Oggi, il predominio tecnologico e l'accesso a GPU all'avanguardia, controllate da pochi produttori come Nvidia, sono fattori critici del potere economico e militare: determinano la capacità di un Paese o di un'azienda di sviluppare un'intelligenza artificiale avanzata, rafforzare le proprie difese, innovare nei settori della biotecnologia e dell'energia e competere alla frontiera tecnologica. La loro disponibilità è ormai un asset geopolitico paragonabile al petrolio nel XX secolo.
Pertanto, gli Stati Uniti, sotto l'amministrazione Biden, hanno cercato di limitare l'accesso della Cina alle GPU di nuova generazione.
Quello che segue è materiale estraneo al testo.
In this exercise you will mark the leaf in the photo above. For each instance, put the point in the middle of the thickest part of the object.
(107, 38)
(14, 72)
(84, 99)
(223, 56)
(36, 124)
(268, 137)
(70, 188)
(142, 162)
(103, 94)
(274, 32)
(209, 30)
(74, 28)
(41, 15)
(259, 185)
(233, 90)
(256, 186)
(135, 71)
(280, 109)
Dal 2022, hanno imposto restrizioni crescenti a causa del loro valore strategico nell'intelligenza artificiale, nella difesa e nel supercalcolo: nell'ottobre di quell'anno, hanno incluso chip come Nvidia A100/H100 e AMD MI250/MI300 nella Commerce Control List, richiedendo requisiti di licenza quasi impossibili; nel 2023, hanno ampliato la Entity List per bloccare aziende come Inspur, Loongson, Biren e Moore Threads; e nel 2025, l'amministrazione Trump ha vietato la vendita di modelli adattati per eludere le restrizioni, come Nvidia H20 – specificamente progettato con capacità limitate – e AMD MI308. Ha quindi proposto di consentirne l'esportazione addebitando il 25% dei ricavi per H20 e il 15% per altri chip, oltre a misure segrete come l'inserimento di tracker nei server con GPU per rilevarne l'uso improprio.
La Cina, da parte sua, sta cercando di convincere i suoi giganti tecnologici a ridurre gli acquisti di idrogeno e di promuovere lo sviluppo dell'industria locale. Tuttavia, sebbene abbia una vasta esperienza nella replicazione delle tecnologie, i progetti di Nvidia sono praticamente unici e replicarli richiederà tempo e investimenti significativi. Questo è solo un altro fronte, forse uno dei più critici, nell'inevitabile scontro economico tra Stati Uniti e Cina. Tutto indica che la guerra per i chip è appena iniziata. E come per il petrolio nel XX secolo, il controllo sui chip determinerà vincitori e vinti.